# Lizard IDs (and maybe a bug, too)



## Xanthine (Feb 2, 2013)

Hey, I got some shots from around my campus (Ipswich), the house, and a couple of other places. So I was wondering if I could get some IDs. For the insects, I suppose they're here more for interest, but if I can get an ID, that would be awesome. Camera was just the one on my phone, so nothing special.




A small skink, ~2 cm SVL, UQ, Ipswich Campus. I was amazed at how close I got to this guy before he ran off, my camera was probably 10 cm away.




Rhinoceros beetle saved from an American exchange student, ~4 cm length, UQ, Ipswich Campus. (Scientific name?)



Green tree frog (I assume), ~8-10 cm length, My laundry, Goodna_

_

Geckos (Asian house geckos?), ~4 cm SVL My patio, Goodna



Jewel bug? 1 cm length, UQ, Ipswich Campus



This, I have no idea. ~4-5 cm length, UQ, Ipswich Campus




A dragon, ~15-20 cm SVL, Movie World, apparently waiting to ride the Green Lantern, shame it was in shed. Also got quite close to it.
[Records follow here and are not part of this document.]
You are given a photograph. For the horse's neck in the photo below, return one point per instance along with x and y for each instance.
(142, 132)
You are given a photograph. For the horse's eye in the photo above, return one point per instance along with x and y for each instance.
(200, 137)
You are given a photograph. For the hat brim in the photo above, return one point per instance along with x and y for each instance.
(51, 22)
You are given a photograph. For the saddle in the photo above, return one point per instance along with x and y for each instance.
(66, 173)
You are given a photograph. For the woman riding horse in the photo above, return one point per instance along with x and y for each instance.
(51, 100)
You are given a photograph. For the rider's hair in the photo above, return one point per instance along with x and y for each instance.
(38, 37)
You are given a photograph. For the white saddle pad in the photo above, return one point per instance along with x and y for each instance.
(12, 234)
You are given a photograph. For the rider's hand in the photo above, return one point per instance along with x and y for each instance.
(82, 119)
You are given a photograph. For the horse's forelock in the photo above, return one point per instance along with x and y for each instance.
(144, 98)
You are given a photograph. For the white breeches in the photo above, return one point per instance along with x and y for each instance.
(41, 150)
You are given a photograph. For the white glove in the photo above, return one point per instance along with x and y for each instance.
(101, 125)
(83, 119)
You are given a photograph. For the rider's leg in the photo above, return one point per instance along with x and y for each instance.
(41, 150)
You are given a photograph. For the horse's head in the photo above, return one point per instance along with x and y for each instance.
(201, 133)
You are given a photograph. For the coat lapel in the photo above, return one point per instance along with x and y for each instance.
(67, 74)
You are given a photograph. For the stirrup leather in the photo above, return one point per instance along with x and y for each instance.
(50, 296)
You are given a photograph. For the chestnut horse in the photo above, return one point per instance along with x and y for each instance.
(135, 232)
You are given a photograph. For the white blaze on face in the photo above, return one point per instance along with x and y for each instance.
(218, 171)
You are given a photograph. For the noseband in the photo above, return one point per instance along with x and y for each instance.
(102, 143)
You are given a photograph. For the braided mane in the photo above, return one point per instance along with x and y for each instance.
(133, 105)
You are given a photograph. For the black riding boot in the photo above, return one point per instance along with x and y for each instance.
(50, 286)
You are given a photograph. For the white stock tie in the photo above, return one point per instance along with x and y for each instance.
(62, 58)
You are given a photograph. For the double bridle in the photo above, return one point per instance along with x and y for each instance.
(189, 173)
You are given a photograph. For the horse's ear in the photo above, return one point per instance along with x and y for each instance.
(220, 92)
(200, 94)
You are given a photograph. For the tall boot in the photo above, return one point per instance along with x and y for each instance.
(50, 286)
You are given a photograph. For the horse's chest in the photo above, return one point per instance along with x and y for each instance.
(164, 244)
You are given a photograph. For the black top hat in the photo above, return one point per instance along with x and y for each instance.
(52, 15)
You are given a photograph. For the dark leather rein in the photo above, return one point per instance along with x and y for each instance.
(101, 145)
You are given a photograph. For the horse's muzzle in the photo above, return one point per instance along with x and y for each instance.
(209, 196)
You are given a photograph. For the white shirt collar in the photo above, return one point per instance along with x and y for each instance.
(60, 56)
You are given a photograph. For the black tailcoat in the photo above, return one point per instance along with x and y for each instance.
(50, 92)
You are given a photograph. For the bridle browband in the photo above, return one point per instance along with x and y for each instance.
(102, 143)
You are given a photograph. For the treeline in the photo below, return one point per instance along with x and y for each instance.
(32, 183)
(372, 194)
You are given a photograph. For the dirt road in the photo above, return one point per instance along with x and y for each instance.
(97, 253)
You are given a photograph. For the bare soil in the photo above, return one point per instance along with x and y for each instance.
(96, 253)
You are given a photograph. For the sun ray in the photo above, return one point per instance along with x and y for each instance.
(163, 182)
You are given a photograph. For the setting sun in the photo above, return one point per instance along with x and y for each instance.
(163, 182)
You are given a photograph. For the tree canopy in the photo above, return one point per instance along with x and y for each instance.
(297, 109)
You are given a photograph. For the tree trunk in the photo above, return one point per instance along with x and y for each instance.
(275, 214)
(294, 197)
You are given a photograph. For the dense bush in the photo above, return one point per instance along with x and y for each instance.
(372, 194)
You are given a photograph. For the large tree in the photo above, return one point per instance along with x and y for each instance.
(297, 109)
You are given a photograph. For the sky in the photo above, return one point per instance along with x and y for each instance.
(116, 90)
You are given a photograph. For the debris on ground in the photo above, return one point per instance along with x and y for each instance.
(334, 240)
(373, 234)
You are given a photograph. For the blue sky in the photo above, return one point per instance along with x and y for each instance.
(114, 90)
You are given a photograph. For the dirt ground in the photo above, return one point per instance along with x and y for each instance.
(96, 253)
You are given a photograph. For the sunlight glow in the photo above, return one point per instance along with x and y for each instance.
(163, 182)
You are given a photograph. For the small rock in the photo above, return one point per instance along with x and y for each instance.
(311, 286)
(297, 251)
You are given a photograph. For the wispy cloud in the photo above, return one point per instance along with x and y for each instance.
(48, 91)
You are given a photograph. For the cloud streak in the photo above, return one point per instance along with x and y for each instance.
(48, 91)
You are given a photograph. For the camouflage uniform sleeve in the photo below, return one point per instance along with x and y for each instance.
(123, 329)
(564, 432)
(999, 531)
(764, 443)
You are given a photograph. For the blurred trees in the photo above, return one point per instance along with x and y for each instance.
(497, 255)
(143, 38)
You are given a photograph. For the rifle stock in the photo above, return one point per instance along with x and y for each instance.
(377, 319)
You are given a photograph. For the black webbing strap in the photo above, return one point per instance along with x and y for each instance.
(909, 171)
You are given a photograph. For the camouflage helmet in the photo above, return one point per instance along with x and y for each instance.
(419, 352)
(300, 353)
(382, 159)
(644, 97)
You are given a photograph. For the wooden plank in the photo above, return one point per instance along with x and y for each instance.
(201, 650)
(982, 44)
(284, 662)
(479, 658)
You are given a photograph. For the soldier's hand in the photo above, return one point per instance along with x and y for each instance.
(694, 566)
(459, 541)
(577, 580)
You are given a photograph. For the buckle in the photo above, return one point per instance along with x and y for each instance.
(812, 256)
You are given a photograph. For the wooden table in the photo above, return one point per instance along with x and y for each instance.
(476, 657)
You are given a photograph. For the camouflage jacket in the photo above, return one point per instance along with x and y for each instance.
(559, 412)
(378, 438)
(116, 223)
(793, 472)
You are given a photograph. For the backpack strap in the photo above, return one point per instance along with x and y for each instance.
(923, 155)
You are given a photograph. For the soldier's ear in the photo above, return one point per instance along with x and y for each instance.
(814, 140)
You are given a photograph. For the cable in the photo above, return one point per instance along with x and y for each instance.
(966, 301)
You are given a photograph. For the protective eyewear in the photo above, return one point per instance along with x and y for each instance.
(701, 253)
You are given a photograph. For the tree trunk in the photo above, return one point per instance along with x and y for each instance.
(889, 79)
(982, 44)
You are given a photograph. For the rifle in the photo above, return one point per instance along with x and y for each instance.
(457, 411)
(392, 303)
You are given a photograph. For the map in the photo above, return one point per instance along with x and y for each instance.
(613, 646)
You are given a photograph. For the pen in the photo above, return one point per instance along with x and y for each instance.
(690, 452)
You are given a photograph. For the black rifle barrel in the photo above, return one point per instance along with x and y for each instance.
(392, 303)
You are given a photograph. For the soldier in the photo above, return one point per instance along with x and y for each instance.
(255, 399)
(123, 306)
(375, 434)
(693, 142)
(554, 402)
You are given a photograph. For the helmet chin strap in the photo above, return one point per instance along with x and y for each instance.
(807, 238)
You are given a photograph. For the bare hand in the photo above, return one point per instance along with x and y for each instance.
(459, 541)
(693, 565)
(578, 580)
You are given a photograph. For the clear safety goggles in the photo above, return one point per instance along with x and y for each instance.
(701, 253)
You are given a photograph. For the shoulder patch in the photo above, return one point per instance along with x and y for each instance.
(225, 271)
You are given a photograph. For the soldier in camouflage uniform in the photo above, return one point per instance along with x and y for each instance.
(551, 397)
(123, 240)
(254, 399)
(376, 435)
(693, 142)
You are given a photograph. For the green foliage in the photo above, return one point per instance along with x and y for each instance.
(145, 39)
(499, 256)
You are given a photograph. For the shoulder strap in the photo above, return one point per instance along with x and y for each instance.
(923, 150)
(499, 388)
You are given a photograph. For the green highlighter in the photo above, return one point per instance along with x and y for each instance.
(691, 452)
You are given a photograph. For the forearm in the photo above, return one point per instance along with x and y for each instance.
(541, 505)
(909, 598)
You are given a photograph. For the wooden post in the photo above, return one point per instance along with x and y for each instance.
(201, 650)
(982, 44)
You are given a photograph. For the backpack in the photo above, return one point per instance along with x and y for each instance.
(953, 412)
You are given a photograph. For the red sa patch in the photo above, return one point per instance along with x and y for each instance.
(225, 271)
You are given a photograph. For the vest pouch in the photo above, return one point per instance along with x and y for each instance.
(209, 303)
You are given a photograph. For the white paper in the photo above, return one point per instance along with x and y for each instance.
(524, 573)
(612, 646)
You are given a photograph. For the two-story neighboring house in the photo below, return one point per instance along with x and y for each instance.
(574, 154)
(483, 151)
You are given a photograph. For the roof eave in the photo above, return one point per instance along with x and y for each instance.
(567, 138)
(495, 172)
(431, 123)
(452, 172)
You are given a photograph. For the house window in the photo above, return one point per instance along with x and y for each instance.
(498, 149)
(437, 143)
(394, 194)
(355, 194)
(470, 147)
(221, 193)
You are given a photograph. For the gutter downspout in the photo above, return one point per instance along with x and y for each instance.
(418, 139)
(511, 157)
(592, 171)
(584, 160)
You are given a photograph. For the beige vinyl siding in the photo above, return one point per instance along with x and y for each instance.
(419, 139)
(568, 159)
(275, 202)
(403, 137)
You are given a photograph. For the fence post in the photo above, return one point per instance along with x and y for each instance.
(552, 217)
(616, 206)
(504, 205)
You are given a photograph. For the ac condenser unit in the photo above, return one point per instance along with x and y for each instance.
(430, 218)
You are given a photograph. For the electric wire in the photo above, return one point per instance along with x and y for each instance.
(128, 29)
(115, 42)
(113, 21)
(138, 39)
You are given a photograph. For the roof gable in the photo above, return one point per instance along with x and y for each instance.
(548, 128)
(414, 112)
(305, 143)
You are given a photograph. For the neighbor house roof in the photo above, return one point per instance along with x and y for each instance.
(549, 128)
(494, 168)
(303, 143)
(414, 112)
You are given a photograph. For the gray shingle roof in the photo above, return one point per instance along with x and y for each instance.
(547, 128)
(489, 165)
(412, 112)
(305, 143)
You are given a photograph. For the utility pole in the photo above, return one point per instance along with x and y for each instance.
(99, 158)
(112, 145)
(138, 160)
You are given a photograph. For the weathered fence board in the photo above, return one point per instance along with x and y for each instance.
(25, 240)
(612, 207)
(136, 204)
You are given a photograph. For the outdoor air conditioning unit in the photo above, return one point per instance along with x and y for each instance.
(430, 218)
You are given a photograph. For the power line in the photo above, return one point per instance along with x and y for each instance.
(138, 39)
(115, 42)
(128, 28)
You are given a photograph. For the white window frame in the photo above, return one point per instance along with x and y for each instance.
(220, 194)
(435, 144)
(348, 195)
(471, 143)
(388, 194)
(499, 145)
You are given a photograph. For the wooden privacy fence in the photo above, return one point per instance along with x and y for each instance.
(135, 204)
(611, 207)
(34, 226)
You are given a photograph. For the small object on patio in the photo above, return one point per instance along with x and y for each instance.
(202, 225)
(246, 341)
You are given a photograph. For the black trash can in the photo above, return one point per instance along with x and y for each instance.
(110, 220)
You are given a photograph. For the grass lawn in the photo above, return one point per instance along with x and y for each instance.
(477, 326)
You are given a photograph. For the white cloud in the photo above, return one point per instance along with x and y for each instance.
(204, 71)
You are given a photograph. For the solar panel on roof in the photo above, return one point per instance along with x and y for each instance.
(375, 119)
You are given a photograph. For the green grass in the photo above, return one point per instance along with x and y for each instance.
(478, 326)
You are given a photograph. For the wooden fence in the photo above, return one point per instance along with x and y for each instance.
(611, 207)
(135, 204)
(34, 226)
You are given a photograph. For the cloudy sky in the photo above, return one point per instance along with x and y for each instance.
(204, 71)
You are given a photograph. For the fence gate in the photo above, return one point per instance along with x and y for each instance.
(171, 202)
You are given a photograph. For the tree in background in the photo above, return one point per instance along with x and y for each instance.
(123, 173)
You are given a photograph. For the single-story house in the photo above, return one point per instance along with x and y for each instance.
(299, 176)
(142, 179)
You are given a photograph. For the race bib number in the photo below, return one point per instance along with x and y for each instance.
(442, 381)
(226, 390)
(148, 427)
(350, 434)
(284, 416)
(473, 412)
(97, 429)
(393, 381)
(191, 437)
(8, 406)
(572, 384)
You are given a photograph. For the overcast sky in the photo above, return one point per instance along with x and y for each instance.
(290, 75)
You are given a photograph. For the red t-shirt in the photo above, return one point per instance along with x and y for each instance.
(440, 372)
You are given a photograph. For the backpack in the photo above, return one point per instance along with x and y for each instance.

So yeah, any ID's would be great.


----------



## GeckoJosh (Feb 2, 2013)

The dragon is a Eastern Water Dragon Physignathus lesueurii
The frog is indeed a Green Tree Frog Litoria caerulea
The first two geckos look very much like Asian House Geckos Hemidactylus frenatus but the pics are a bit fuzzy to be 100% sure, the 3rd gecko even more so.
Sorry I cannot help you with the skink or the invertebrates.


----------



## eipper (Feb 2, 2013)

the Dragon is _Intellagama lesueuerii_ and the skink is _Lampropholis delicata_


----------



## treeofgreen (Feb 2, 2013)

hey eipper, whats the go with Physignathus and Intellagama? Reclassification or? Looking around they seem interchangeable :S


----------



## JasonL (Feb 2, 2013)

Reclassed and split from the Chinese Water Dragon


----------



## Echiopsis (Feb 2, 2013)

The Rhino Beetle is Xylotrupes gideon.


----------



## treeofgreen (Feb 2, 2013)

JasonL said:


> Reclassed and split from the Chinese Water Dragon



ty sir


----------



## Echiopsis (Feb 2, 2013)

The orange thing is a Jewel bug or Scutellerid. Probably Tectocoris diophthalmus.


----------



## TheJoyces (Feb 2, 2013)

The bug you don't know looks to me to be a cicada.... I don't knwo the scientific name.... I'm not a cicada expert. Feel free to correct me if I am wrong though.


----------



## Shotta (Feb 2, 2013)

the cicada looks like its a magicicada correct me if im wrong


----------